Search engines use URLs to amass all the data they gather pertaining a page of content. The design of a URL can make the difference in regard to ranking aided by search engine optimization. They are various things that matter in a URL while others don't.

After choosing a domain name, optimizing the URLs for your pages is the next SEO step. SEO for your page URLs is important because keywords in the URL are a ranking factor and short and descriptive URLs can help with link building and user interaction. Like your visitors, search engines read a URL to get a clue for the contents of the page. Hashbang (#!) (and escapedfragments URLs) – Hashbang URLs were a hack to support crawlers (Google wants to avoid now and only Bing supports).
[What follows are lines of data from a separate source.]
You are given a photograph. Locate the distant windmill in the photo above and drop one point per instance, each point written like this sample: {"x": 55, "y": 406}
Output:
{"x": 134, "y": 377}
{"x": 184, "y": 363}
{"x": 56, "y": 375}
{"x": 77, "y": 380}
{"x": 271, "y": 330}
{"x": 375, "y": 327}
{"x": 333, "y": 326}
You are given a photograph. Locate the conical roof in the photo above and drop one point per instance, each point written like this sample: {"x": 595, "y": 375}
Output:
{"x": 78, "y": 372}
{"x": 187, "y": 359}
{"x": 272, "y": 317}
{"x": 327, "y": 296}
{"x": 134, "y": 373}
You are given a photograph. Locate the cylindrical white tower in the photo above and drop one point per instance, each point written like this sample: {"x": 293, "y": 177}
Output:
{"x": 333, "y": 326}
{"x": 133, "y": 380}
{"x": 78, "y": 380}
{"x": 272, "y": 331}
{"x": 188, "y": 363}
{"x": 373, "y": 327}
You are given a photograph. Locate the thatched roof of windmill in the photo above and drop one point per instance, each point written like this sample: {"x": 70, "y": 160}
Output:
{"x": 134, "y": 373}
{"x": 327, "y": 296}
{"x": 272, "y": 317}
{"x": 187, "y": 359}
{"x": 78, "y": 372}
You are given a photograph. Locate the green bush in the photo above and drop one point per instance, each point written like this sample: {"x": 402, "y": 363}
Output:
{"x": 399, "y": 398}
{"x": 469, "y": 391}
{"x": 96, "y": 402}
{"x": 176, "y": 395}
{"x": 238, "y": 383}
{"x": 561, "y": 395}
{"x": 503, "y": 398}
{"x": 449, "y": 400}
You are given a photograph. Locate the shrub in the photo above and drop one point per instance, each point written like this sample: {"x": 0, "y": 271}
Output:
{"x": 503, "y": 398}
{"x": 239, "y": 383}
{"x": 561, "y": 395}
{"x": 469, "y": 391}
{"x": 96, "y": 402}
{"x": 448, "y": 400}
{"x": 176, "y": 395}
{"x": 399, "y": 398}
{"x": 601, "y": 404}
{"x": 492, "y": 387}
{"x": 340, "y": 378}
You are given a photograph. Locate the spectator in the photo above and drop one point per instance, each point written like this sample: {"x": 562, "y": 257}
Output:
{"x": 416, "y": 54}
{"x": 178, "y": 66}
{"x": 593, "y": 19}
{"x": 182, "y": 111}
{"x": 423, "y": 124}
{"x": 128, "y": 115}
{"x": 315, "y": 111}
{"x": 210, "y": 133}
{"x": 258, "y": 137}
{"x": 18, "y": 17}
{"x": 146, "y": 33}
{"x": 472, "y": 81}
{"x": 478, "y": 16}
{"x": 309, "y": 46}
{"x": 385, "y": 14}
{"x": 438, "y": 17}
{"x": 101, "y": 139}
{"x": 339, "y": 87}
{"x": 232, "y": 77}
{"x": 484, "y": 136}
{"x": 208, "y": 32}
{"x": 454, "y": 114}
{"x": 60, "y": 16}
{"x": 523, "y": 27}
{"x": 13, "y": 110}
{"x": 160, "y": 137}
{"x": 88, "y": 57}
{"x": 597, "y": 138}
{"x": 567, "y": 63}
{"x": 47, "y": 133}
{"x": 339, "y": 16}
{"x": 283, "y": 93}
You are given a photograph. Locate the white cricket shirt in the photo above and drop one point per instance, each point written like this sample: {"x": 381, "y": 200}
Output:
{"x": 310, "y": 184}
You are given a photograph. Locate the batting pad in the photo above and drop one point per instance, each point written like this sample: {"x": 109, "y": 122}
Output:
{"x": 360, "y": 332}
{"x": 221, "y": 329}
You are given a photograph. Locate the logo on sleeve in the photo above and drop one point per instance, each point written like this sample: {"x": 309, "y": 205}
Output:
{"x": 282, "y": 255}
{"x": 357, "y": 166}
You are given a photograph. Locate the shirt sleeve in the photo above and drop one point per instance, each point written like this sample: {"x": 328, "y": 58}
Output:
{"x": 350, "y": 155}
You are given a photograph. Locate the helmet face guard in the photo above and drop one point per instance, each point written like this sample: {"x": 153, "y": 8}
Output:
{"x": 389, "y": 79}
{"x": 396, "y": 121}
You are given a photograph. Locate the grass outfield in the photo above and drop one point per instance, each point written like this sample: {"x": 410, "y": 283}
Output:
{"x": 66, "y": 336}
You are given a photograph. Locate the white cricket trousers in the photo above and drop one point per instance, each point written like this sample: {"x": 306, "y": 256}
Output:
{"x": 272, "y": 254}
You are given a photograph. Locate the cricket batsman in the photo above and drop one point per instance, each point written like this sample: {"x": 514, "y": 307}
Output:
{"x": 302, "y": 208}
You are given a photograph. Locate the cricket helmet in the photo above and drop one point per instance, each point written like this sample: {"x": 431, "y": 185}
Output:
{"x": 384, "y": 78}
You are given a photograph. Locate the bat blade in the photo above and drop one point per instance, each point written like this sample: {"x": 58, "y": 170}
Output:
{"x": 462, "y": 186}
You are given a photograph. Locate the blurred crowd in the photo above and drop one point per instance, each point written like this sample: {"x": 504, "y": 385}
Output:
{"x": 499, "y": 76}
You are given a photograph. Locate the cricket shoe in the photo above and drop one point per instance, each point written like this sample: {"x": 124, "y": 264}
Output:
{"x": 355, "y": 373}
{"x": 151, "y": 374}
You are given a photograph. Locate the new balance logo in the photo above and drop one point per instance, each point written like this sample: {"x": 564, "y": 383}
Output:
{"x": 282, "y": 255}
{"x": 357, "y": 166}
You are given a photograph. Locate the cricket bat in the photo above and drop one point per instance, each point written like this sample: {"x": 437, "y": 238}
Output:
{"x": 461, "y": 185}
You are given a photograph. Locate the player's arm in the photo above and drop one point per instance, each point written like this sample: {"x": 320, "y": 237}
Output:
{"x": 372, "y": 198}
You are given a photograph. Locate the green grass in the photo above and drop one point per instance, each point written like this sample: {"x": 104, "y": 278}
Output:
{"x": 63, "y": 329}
Many a moon ago, Google and Bing developed a complicated AJAX solution, whereby a pretty (#!) URL with the UX co-existed with an equivalent escapedfragment HTML-based experience for bots.

The Senior Customer Success Manager of Semalt Digital Services, Jack Miller, provides the tips how to boost your SEO with perfect URLs.

Uniform Resource Locators (URLs) inform browsers and servers where to locate a page. These links are in a format readable by human beings, and their role is to cover IP addresses based on underlying numbers.

For a URL to be considered friendly, it must contain words as opposed to long lists of letters and numbers. They are effective since they are in a human readable format and the minimal keyword relevance indicators they relay to search engines. In most cases, the URLs created automatically by your platform are not friendly. However, the majority of the platforms currently, allows you to make URLs friendly by changing the default letters and numbers in the hierarchy of a site using names of pages and paths.

Consider the following two examples of URLs.

  • https://www.example.com/acaciagoods/purchases?outraange=1879a89sd8904rg4df556ju&purchasesid=7893489
  • https://www.example.com/men-wears/timber/brandx-gekkel-penny-loafer-7893489

Despite the fact that the second URL is not much shorter, one can easily tell what the web user will get: a page related to men's wear.

Creating Optimal URLs

The following are the requirements of best URLs for SEO:

  • The URLs should be short as possible and void of extra words or folders.
  • The presence of alphanumeric characters in lowercase only. Using lowercase minimizes the risk of content duplication.
  • Using hyphens to separate words. Spaces and underscores should be avoided since search engines consider words separated by these marks to be single long words.
  • Applying keywords when possible.

Use of keywords results in better ranking and also enhances user experience.

HTTPS Preference

Google opts to enhance the ranking of secure platforms hosted on the HTTPS protocol. Studies indicate that approximately over 50% of the search outcomes on a page originate from sites on HTPPS.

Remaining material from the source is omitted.